A nostro modesto parere, l’unica ragione che spinge un’associazione ecologista ad allearsi con le aziende, invece che denunciare il vergognoso saccheggio che esse compiono ai danni delle ultime foreste primarie tropicali, è soltanto economica. Non c’è alcun intervento di rimozione degli alberi commerciali tropicali (selettivo, certificato da marchi Fsc, compiuto seguendo le normative, etc.) che non vada a danneggiare l’intero ecosistema. Invece, non contrastando qualunque operazione di taglio perché comunque dannoso per l’habitat tropicale, anche se effettuato nel più totale rispetto delle normative vigenti, si fornisce una maschera pulita alle aziende per rassicurare l’opinione pubblica, nascondendo più o meno volontariamente la realtà dei fatti.

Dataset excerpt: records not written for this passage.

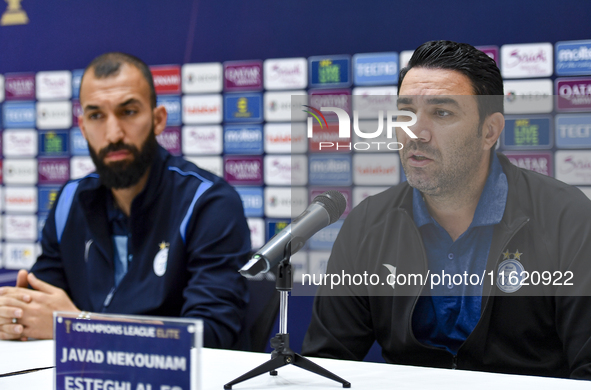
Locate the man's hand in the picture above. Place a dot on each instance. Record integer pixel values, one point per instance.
(33, 309)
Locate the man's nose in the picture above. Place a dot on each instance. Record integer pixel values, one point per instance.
(114, 130)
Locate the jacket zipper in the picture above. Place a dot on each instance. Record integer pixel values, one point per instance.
(454, 360)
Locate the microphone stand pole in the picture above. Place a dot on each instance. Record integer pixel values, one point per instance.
(282, 354)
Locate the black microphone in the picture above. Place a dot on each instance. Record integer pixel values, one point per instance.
(325, 209)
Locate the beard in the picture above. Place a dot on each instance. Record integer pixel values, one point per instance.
(124, 174)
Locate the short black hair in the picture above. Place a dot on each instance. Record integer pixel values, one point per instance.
(109, 64)
(482, 70)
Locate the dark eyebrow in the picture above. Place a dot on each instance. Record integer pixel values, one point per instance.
(129, 101)
(432, 100)
(91, 107)
(443, 100)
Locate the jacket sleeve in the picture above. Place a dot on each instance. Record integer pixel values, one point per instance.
(341, 325)
(218, 244)
(573, 303)
(49, 266)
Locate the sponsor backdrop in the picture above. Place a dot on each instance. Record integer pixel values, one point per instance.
(232, 115)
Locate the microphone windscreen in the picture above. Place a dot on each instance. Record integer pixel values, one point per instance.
(334, 202)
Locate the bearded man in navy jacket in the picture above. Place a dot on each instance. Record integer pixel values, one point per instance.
(148, 233)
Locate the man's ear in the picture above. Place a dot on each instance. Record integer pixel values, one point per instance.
(160, 116)
(491, 129)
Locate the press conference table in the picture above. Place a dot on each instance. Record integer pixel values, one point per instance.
(222, 366)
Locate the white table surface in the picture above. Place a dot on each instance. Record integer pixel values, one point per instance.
(222, 366)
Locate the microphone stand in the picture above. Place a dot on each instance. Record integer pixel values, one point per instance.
(282, 354)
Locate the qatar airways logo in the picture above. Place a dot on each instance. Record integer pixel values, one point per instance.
(344, 130)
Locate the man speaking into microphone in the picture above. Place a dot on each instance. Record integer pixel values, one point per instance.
(148, 233)
(521, 237)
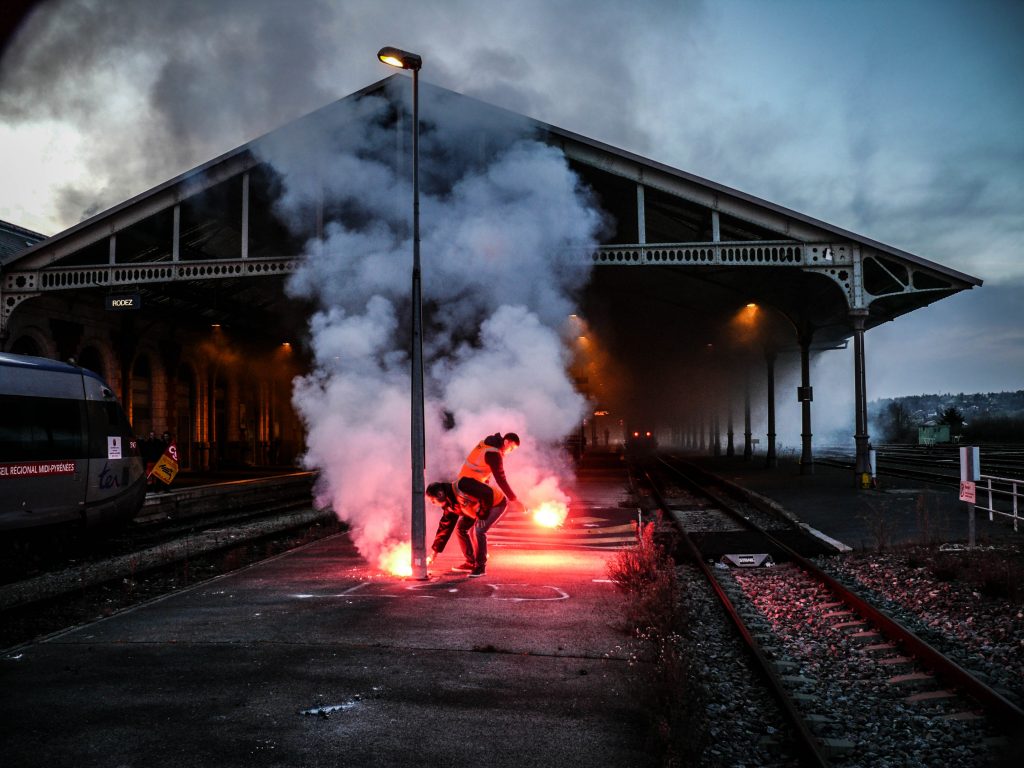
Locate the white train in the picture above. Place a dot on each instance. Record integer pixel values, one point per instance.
(68, 454)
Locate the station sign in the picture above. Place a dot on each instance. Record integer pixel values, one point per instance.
(123, 301)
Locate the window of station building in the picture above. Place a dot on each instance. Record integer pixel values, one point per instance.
(269, 235)
(146, 241)
(210, 225)
(26, 345)
(141, 395)
(90, 358)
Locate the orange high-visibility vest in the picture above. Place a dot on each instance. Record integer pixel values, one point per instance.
(476, 465)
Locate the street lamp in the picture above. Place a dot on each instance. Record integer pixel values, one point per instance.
(406, 60)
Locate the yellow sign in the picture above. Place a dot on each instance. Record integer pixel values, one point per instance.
(165, 469)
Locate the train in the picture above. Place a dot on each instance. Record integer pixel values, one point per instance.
(641, 443)
(68, 453)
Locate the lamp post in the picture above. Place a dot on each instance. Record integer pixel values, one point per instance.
(406, 60)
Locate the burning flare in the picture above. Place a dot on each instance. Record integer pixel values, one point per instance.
(397, 559)
(550, 514)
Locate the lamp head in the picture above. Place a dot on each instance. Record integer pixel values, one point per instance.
(400, 58)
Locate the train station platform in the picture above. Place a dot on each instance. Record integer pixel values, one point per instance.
(897, 513)
(317, 658)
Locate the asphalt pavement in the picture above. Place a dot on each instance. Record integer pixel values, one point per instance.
(317, 658)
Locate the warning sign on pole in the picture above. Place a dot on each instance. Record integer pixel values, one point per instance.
(968, 489)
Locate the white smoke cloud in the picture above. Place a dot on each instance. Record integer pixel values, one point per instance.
(498, 229)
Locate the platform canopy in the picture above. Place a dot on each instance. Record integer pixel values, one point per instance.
(681, 254)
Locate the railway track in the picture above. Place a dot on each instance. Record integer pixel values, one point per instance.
(849, 678)
(935, 464)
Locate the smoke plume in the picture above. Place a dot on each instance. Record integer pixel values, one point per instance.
(501, 215)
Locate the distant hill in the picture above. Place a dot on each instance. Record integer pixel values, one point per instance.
(987, 417)
(926, 409)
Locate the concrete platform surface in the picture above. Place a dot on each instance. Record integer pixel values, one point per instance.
(315, 658)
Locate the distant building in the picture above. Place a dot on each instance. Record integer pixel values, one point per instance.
(931, 434)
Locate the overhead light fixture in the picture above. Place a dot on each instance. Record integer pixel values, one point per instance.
(400, 58)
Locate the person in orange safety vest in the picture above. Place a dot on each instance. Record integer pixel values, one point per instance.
(486, 461)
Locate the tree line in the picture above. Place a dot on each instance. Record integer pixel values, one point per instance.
(991, 417)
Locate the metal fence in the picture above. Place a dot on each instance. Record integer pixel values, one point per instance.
(1004, 496)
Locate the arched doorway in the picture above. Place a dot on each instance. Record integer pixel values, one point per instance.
(141, 396)
(184, 408)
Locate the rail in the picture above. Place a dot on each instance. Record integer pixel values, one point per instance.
(999, 488)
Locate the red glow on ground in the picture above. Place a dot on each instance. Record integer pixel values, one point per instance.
(397, 559)
(550, 514)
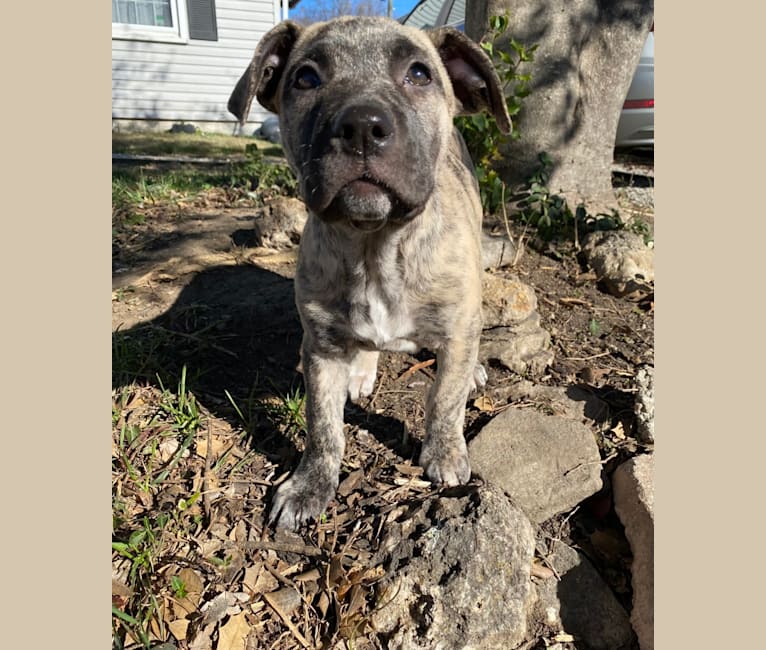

Pur credendo nelle buone intenzioni del Wwf, sorprende come aziende per anni denunciate dalle stesse associazioni ambientaliste, possano improvvisamente diventare esempio di sostenibilità e, soprattutto, come si possa parlare di sostenibilità quando si tratta comunque di tagliare alberi centenari da millenarie foreste (appartenenti a specie che, tra l’altro, sono spesso inserite nelle Liste Rosse IUCN, come «vulnerabili» o «minacciate», ad es. il Sapele. Tutto questo il Wwf non può non saperlo. Anzi dovrebbe essere l’associazione stessa a farlo conoscere all’opinione pubblica agendo sul problema, invece di allearsi con chi lo causa.

Per ultimo, tralasciando la discutibilità dell’abituazione degli animali alla presenza umana come forma di protezione e delle cifre richieste per visitare il parco gestito dal Wwf, non ci è ben chiaro per quale ragione (vista l’informazione corretta invocata) nei servizi realizzati sui media nazionali (grazie alla press-trip con giornalisti italiani organizzata dal Wwf) non sia stato fatto alcun accenno all’operato della Sefac (partner e sostenitore del Wwf) che ha segherie a qualche decina di metri dal parco dello Dzanga-Sangha, proprio sull’altra sponda del fiume.

In merito, infine, alla richiesta del Wwf di documentazione, che attesta quanto la redazione di «Villaggio Globale» ha riportato nell’articolo, rimandiamo ai numerosi documenti disponibili on-line di cui si è fornito il collegamento nel testo, dai quali il lettore può farsi una sua idea sulla vicenda.